The same slice exercises input in the reverse direction. The credentials game provisions one ChoiceFragment(accepts.kind="pieces") targeting the packet zone. GameHandler owns the small generic hooks that declare a move’s Accepts contract and resolve submitted widget data into an engine move. Selecting a document’s piece_id therefore becomes the existing credentials inspection move before rule evaluation; malformed or stale selections fail at that mechanics boundary. Action preserves the nested accepts discriminator through graph snapshots, while service and REST remain generic. The test in engine/tests/integration/test_credentials_widget_flow.py pins the complete path.

Nim provides the second use of the same hooks for bounded integer input. get_available_moves() remains the rules-facing list of legal takes, while get_provisioned_moves() projects those moves as one ChoiceFragment(accepts.kind="quantity"). The submitted quantity is validated against the current heap and resolved back to the ordinary integer move before the round runs. This distinction keeps client action aggregation out of the mechanics API and is the intended pattern for future “how many?” interactions.

The REST layer validates the same EdgeResolutionRequest union, calls the service method directly, and serializes RuntimeEnvelope.to_dto(). Any manual shaping remains limited to HTTP-adjacent concerns such as media profiles and optional markdown-to-HTML conversion. The serializer remains a transcription boundary and does not preserve retired request or fragment aliases.
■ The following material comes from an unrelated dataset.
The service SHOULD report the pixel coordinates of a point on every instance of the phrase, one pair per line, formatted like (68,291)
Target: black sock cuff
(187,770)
Diagnostic Fixtures And Transcripts

engine/contrib/conformance/backend_widget_demo.py now generates the first backend-emitted diagnostic payloads:

  • engine/contrib/conformance/diagnostics/backend_widget_contract_runtime.json

  • engine/contrib/conformance/diagnostics/backend_widget_contract_projected_state.json

These are not canonical conformance fixtures yet. They prove that the current service layer can emit a real widget-shaped RuntimeEnvelope and ProjectedState covering content, typed choices, accepts, ui_hints, metadata.info_affordances, metadata.info_state, and generic projected-state values.
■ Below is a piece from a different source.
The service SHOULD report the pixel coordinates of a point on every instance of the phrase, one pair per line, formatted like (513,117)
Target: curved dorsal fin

Diagnostic transcripts should be generated only after backend output can be captured as a real RuntimeEnvelope stream. The durable source of truth should be:

backend emitted RuntimeEnvelope
  -> canonical JSON fixture
  -> CLI/Rich/web rendered transcript

Until that path is real for a world/demo, transcript-like prose and UI mockups remain design references rather than regression baselines.